See report-structure.md for
complete page-by-page templates and formatting requirements.
Key Steps:
- Create Page 1 with earnings summary and quick takeaways
- Add detailed results analysis (Pages 2-3)
- Include key metrics and guidance (Pages 4-5)
- Update investment thesis (Pages 6-7)
- Provide valuation and estimates (Pages 8-10)

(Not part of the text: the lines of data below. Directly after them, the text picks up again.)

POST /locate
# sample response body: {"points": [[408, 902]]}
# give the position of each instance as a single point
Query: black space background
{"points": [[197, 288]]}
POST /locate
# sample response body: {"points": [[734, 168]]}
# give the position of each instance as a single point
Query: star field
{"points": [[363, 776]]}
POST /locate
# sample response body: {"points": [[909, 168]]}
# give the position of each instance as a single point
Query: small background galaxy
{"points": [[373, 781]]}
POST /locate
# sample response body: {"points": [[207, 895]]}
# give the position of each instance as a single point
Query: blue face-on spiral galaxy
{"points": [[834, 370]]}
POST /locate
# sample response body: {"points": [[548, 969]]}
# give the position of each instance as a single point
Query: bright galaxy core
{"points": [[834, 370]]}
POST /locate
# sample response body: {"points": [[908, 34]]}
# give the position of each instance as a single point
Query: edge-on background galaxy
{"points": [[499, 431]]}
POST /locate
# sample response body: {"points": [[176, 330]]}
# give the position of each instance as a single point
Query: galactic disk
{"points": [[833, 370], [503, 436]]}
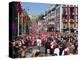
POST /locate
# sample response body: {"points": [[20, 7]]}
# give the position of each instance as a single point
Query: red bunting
{"points": [[19, 9], [68, 14], [74, 16]]}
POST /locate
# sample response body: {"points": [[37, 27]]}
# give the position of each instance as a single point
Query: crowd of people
{"points": [[55, 44]]}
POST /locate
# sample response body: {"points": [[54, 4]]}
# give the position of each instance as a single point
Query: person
{"points": [[47, 45]]}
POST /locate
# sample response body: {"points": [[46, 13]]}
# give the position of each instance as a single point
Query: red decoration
{"points": [[74, 16], [68, 13], [19, 10]]}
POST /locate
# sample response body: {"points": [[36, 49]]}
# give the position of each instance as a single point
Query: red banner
{"points": [[68, 15], [74, 16]]}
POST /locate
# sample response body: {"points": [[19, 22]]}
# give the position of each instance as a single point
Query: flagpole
{"points": [[18, 24]]}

- Add appendix if needed (Pages 11-12)
- Embed all 8-12 charts throughout
- Add 1-3 summary tables
- Include complete sources section with clickable hyperlinks
Step 14: Optional - Update
XLS Model
If a full financial model exists for this company (from initiation),
update it with:
- Actual Q[X] results
- Revised estimates for future quarters
- Updated valuation
Note: For earnings updates, a full XLS file is
OPTIONAL (not required like in initiation reports). The DOCX report is
the primary deliverable.
If creating XLS, include:
- Quarterly model tab
- Updated annual projections
- Revised DCF
- Updated comps analysis
Phase 5: Quality
Check & Delivery (30 minutes)
Step 15: Quality Checklist
Before publishing, verify:
Content:
Formatting:
Accuracy:
Citations: ⭐ MANDATORY
Timeliness:
Step 16: Deliver Report
Provide user with:
- DOCX file:
[Company]_Q[X]_[Year]_Earnings_Update.docx
- Chart files: All PNG/JPG charts (for
reference)
- Optional XLS: Updated financial model if
maintained
Brief summary for user:
[Company] Q[X] [Year] Earnings Update Complete
Results: [BEAT / INLINE / MISS]
- Revenue: $X.XB ([beat/missed] by $XXM or X%)
- EPS: $X.XX ([beat/missed] by $X.XX)
Key Takeaways:
■ [Takeaway 1]
■ [Takeaway 2]
■ [Takeaway 3]
Updated Estimates:
- FY[Year]E Revenue: $XX.XB (prior: $XX.XB, [+/-]X%)
- FY[Year]E EPS: $X.XX (prior: $X.XX, [+/-]X%)
Rating: [MAINTAINED / RAISED / LOWERED] [RATING]
Price Target: $XXX (prior: $XXX) - [+/-]XX% upside
Deliverable: 8-12 page earnings update report with updated estimates and valuation.